Carte grise et propriété.


Souci récurrent s'il en est, celui de savoir si la carte grise d'un véhicule constitue seulement une autorisation de circuler ou s'il s'agit d'un titre de propriété ?

Pensant pour notre part qu'il s'agit plutôt d'une autorisation de circuler qui induit une présomption de possession et par conséquent de propriété, vous trouverez ci-après l'explication de différents textes qui vous permettront de vous forger votre propre opinion à ce propos.
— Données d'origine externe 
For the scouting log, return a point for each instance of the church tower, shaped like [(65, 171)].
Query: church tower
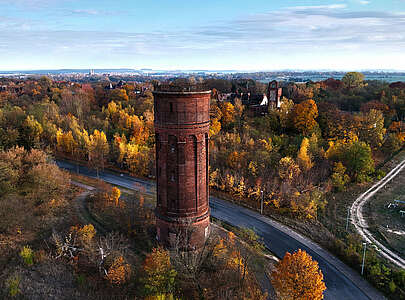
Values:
[(182, 127)]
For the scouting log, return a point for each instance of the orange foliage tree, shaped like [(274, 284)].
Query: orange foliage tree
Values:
[(159, 276), (304, 115), (297, 276)]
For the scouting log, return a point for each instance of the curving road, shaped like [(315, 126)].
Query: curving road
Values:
[(341, 281), (360, 223)]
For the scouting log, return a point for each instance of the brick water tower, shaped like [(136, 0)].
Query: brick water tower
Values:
[(182, 126)]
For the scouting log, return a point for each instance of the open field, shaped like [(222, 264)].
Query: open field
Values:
[(387, 223)]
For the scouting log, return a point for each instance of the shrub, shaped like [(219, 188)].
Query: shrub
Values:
[(27, 255), (13, 284)]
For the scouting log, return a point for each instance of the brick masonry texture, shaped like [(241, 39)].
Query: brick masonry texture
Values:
[(182, 128)]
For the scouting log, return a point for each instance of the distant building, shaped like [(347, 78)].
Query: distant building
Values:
[(274, 93), (260, 105)]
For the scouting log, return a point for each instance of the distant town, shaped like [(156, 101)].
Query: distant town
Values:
[(141, 75)]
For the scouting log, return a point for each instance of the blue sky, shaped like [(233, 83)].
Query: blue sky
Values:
[(221, 34)]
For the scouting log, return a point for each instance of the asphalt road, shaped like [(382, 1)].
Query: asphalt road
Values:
[(341, 282)]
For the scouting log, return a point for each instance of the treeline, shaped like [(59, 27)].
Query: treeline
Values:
[(325, 135)]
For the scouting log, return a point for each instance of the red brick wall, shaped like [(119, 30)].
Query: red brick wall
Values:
[(182, 128)]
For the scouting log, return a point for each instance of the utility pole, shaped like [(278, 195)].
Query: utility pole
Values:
[(261, 202), (364, 257)]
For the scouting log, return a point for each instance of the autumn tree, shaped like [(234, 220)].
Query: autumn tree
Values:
[(372, 128), (97, 149), (158, 274), (285, 112), (303, 157), (304, 115), (339, 177), (353, 80), (228, 113), (297, 277)]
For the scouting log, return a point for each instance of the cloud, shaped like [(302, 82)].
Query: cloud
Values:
[(85, 12), (289, 33), (318, 7)]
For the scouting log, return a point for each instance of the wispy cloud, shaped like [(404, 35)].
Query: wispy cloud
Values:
[(85, 11), (289, 32)]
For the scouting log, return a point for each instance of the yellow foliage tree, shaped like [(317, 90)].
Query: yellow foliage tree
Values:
[(119, 271), (304, 115), (288, 169), (215, 127), (115, 195), (97, 149), (297, 277), (228, 112)]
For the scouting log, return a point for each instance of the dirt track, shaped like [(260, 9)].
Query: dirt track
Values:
[(360, 223)]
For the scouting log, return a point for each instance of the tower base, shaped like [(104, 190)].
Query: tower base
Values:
[(189, 234)]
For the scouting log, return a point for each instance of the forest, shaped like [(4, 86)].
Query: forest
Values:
[(325, 137)]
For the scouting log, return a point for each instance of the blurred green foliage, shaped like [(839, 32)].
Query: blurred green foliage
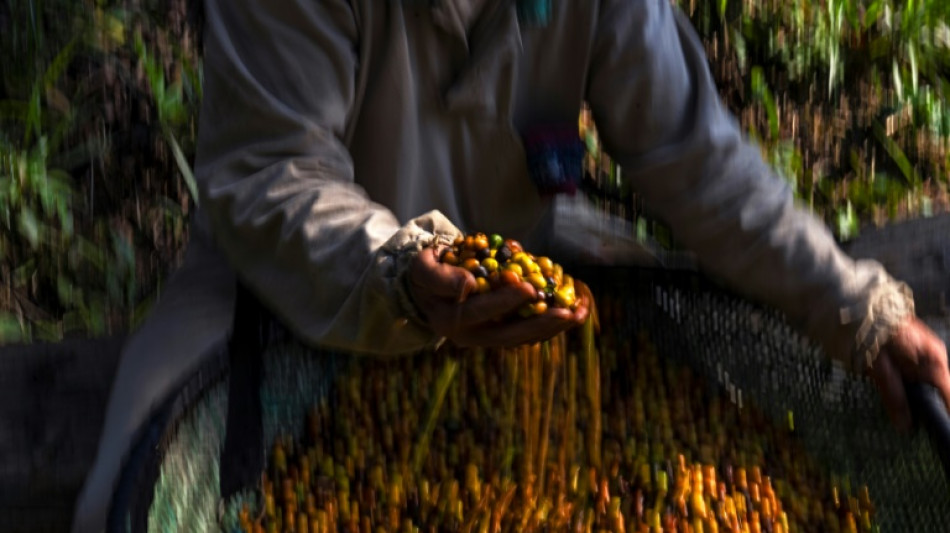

On notera que, sur le fameux papier gris délivré en préfecture, l'intitulé actuel est : "certificat d'immatriculation", mais que durant des années, il s'appela simplement "déclaration de mise en circulation de véhicule automobile".


Si l'on constate d'une part, que l'achat d'un véhicule nécessite la remise à l'acheteur par le vendeur :
     si le véhicule est neuf, d'un bon de commande,
     si celui-ci est d'occasion, d'un certificat de cession, d'un certificat de non-gage et de non-opposition, de l'ancienne carte grise, découpée dans sa partie supérieure droite et revêtue de la mention vendu le .. / .. / .., accompagnée de la signature du vendeur.

C'est donc seulement ensuite et sous un délai de quinze jours suivant le transfert de propriété, que les articles R. 322-4 et R 322-5 du Code de la Route imposent à l'acheteur d'immatriculer son véhicule s'il souhaite le maintenir en circulation.

A cela il convient d'ajouter que dans les documents à produire devant les services de la préfecture, l'article R 322-5 oblige que l'acheteur accompagne sa demande d'immatriculation notamment d'une attestation certifiant la mutation du véhicule.

Ainsi le titre de propriété apparaît manifestement résulter du contrat de vente entre le vendeur et l'acheteur, la carte grise n'étant somme toute que la traduction administrative de la délivrance de la chose vendue dont elle constitue l'accessoire.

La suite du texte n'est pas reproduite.